Il vaso, ritrovato a Vulci, risale all’ultimo quarto del VI secolo a.C. ed è opera del pittore Psiax.

Sempre dello stesso periodo e della stessa provenienza è un altro recipiente in ceramica dalle caratteristiche originali in quanto, a dispetto dell’ormai affermata tecnica a figure rosse, si avvale per i suoi personaggi della tradizione precedente e in più li raffigura su sfondo bianco, anziché su quello tipico rosso. Si tratta dell’oinochòe attica a figure nere del cosiddetto Pittore di Londra B 620, conservata al British Museum.

 

03 - Leone (mito)
Ercole e il leone di Nemea sull’oinochòe attica a figure nere su sfondo bianco proveniente da Vulci e attribuita al Pittore di Londra B 620 (British Museum, 520-500 a.C.).
Immagine: a destra https://commons.wikimedia.org; a sinistra By Claire H. via https://commons.wikimedia.org

Il vaso, che è una sorta di brocca, veniva utilizzato per versare il vino, come indica la radice oinos che questo significa.
Vi si vede Ercole che torcendosi stringe con vigore il collo del leone, erto sulle zampe posteriori nel tentativo di liberarsi della morsa che gli sarà poi fatale. Nella visione completa della brocca, compare anche in questo caso alle spalle del leone, Atena a tutela dell’eroe.
Al ceramografo che l’ha dipinta è stato dato il nome dall’oinochòe a fondo bianco del British Museum classificata come B 620 e che raffigura Achille portato dal centauro Chirone.

All’epoca della battaglia di Maratona, 490 a.C., risale invece lo stamnos attico a figure rosse attribuito al Pittore di Kleophrades.

03 - Leone (mito)
Stamnos attico a figure rosse del Pittore di Kleophrades con Ercole che strangola il leone di Nemea (University of Pennsylvania Museum, Philadelphia, 490 a.C.).
Immagine: www.penn.museum

Il vaso è un generico contenitore per liquidi che talvolta può essere dotato di coperchio a indicarne una funzione conservativa, ma veniva utilizzato anche per mescolare il vino con l’acqua, come si faceva con i crateri. Il pittore di Kleophrades è considerato un artista di altissimo livello e la sua bravura è ben apprezzabile anche su questo dipinto della prima fatica di Ercole dove in un complicato intreccio di figure, è resa in tutta la sua drammaticità la scena dello strangolamento del leone.
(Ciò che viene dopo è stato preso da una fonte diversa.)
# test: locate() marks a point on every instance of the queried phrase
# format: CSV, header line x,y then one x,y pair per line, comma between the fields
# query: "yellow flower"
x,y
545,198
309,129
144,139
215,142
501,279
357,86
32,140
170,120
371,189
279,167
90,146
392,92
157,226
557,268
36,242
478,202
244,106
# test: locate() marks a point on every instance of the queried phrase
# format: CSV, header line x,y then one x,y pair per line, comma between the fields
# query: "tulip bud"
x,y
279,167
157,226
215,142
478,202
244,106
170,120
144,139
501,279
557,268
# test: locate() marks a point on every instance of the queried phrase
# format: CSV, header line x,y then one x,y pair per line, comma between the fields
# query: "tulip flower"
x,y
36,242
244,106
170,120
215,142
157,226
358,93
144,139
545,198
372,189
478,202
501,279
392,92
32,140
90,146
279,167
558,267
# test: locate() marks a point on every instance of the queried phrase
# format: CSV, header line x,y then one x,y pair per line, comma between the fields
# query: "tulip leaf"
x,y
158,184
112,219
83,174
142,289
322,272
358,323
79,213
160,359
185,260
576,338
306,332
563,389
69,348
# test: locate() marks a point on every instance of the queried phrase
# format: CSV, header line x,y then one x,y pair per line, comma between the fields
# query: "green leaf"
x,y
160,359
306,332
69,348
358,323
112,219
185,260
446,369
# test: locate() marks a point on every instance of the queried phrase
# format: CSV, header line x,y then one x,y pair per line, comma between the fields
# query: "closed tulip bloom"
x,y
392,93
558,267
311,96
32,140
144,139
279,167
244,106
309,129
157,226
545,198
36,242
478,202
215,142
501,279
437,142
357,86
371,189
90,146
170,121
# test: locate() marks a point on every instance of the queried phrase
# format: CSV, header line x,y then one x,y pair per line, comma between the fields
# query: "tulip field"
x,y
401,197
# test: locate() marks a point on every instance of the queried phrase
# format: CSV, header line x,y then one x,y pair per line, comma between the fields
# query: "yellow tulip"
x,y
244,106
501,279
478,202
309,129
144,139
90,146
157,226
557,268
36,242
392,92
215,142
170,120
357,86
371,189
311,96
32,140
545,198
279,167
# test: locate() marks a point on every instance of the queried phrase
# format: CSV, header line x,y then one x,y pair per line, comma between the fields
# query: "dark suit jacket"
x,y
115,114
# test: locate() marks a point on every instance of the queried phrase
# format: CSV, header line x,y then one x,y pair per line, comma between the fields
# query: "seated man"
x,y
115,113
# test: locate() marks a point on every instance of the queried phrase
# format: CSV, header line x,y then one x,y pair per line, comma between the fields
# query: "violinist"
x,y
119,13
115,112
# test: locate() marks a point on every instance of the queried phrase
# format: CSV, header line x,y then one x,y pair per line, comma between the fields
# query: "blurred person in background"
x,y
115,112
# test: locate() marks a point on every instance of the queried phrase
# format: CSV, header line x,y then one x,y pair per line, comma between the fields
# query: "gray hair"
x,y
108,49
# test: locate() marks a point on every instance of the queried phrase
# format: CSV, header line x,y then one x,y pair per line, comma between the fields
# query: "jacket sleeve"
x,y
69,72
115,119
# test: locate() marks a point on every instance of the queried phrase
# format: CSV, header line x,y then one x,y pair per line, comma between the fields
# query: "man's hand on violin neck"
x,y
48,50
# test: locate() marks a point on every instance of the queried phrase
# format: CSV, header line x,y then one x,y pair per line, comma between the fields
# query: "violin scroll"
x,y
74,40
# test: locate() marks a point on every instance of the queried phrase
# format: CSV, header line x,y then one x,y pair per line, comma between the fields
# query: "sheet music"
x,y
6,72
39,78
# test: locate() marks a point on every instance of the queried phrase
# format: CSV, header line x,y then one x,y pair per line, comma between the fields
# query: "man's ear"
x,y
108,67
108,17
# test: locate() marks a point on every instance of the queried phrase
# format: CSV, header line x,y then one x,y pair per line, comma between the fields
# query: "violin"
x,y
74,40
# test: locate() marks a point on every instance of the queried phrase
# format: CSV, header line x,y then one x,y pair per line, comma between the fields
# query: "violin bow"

A contatto con la terra, Ercole fa leva sulle ginocchia spingendo contro il leone che tenta di azzannarlo; col braccio sinistro l’eroe gli stringe il collo possente, mentre la mano destra gli afferra il muso dalle fauci spalancate. Dal canto suo la belva cerca con tutte le sue forze di opporsi al figlio di Zeus; con la zampa posteriore sinistra puntata sulla testa di Ercole prova faticosamente a respingerlo, ma lo sforzo sta già per dimostrarsi vano come si intuisce osservando lo sguardo sofferente, sottolineato dalla lingua fuori, segno di grande affanno. In questo disegno dal tratto perfetto, vi sono due forze immense che si fondono, attraverso l’espediente di un corpo a corpo totale. Ma allo stesso tempo, in una tensione portata all’estremo, con altrettanto vigore si respingono, energie di carica opposta senza possibilità di incontro.

Venendo in epoca moderna, l’astronomo polacco Johannes Hevelius ha ritratto il felino con la sua caratteristica maestria sulla tavola uranografica dedicata alla costellazione (a inizio pagina). La tavola fa parte dell’opera Uranographia e pubblicata postuma nel 1690 a Danzica.

Anche in questo mito vi è un significato analogo a quello della lotta contro l’Idra. Il leone è il re degli animali per eccellenza, e insieme alla sua forza e alla sua ferocia incarna la natura animale. La vittoria di Eracle sul leone simboleggia la vittoria dello spirito umano sull'istinto animale.